Şehir bir ticaret ve sanayi bölgesi haline gelmedi
Önemli dini hareketlerin merkeziydi, kozmopolit bir nüfusu vardı, yabancı
tüccar kolonileri yaşardı ve 19. yüzyılda yabancı okullar dahi vardı. Şehrin
Ermeni nüfusu Katolikti. Yaşamlarında önemli tüketim kalıpları bütünü görülürdü,
seyahatnamelerden anlaşılıyor.
Ankara yeni cumhuriyetin sığındığı bir müstahkem mevkii oldu. Şehir yeniliği
benimsemese de benimser gibi görünüyordu. Bozkırın ortasında yakın doğu ve
Balkanların en önemli felsefe fakültesi (Dil ve Tarih-Coğrafya) ile ziraat
enstitüsü kuruldu. İstanbul’dan rejimin teminatı sayılan iki okul Mülkiye ve
Harbiye nakledildi. Hukuk inkılabına kaynak teşkil edeceği düşünülen Hukuk
Mektebi 1925’te Adliye Vekaletinin üç odasında kuruldu. Bugünkü İller
Bankası’nın arkasında yer alan bu binanın karşısında 15 yıl sonra opera binası
alelacele teşekkül edecektir.
Doğrusunu söylemek lazım gelirse; ne hukuk mektebi Alman hocalar gelmeden
istenen düzeye çıkabildi, ne de opera Carl Ebert’in rejisi ve Pretorius gibi
koro şeflerinin himmeti olmadan bir düzeye gelebildi.

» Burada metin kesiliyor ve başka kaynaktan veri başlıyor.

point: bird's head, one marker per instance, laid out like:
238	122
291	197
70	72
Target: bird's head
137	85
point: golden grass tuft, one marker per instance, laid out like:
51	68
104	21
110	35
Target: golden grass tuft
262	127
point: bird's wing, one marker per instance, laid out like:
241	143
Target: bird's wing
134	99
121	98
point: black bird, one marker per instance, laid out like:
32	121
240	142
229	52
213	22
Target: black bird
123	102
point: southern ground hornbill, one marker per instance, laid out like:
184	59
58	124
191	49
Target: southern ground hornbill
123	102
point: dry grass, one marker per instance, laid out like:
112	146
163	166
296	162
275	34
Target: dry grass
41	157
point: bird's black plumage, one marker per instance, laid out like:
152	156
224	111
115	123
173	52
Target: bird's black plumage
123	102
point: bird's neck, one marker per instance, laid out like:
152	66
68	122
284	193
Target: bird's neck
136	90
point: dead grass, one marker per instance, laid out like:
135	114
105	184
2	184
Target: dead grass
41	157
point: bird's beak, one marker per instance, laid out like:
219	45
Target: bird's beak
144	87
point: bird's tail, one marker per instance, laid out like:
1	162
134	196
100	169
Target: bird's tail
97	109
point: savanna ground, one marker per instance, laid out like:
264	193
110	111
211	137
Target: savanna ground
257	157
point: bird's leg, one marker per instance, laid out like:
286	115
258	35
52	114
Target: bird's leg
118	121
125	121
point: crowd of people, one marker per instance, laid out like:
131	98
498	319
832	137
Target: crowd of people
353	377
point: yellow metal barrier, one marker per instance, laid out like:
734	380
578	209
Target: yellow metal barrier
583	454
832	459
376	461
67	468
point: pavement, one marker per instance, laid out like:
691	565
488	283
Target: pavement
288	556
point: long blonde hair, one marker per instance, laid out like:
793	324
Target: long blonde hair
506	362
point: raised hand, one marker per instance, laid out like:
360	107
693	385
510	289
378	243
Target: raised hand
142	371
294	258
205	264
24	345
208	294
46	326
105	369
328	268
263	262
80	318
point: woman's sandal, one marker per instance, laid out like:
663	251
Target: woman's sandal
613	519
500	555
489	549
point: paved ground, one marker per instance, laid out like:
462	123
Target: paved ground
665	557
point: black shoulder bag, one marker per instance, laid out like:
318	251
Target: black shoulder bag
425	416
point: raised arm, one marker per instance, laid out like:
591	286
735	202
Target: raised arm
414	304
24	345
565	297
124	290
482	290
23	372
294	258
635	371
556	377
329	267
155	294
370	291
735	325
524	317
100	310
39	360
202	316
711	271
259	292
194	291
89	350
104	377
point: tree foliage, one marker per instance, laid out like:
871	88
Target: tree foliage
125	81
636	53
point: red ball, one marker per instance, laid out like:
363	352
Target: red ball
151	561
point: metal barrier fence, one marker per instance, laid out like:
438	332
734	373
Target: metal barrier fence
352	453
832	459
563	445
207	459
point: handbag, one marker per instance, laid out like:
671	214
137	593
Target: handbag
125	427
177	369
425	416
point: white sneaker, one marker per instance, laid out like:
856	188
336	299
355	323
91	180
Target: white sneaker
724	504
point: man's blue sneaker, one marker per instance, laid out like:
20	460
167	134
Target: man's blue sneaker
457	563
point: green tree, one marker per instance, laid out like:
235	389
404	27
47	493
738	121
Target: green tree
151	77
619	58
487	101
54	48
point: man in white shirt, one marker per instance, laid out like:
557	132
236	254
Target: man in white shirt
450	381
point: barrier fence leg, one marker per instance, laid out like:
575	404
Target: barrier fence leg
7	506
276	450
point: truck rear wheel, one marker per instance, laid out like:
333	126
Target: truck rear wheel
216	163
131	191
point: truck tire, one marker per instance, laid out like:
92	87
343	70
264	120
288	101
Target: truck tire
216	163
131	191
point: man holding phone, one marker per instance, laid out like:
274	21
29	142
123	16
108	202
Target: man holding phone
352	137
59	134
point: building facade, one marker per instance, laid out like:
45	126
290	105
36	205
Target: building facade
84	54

Ama hiç küçümsemeyin; 1940 ve 50’lerin Ankara’sı İstanbul’da olmayan
tiyatroyu, operayı ve 1960’dan sonra baleyi tattı. Bugün 50 yıldır o düzeyi bile
yaşatamıyor. Bu süre içerisinde Ankara bir sanayi ve ticaret şehri haline
dönüşemedi. Sadece tıp, hastane ve üniversite eğitimi alanında mesafe kat etti.
Şehir plansızlık ve tatsız yapılaşma örneğine dönüştü. Şimdi de canlı bir
merkezi olmadan alabildiğine banliyöleşen bir Ankara var.
Galiba cumhuriyetin ilk yıllarında başvurulan kültürel destek politikalarına
dönmek gerekiyor. Tiyatro ve konser salonları, milli müze, kütüphaneler
kaçınılmaz olarak kurulmalıdır. Kültürel faaliyetlerin desteklenmesi gerekiyor.
Bütün bunlar olursa şehir dirilmeye başlayabilir, aksi takdirde 2000’li yıllar
gençliğinin, 1960’lar gençliğinin şans ve imkanına sahip olmayacağı ortadır.
Başkent oluşunun 86’ncı yıldönümünde bu karamsar muhasebeyi cesaretle gözden
geçirip gerekli tedbirleri almak durumundayız.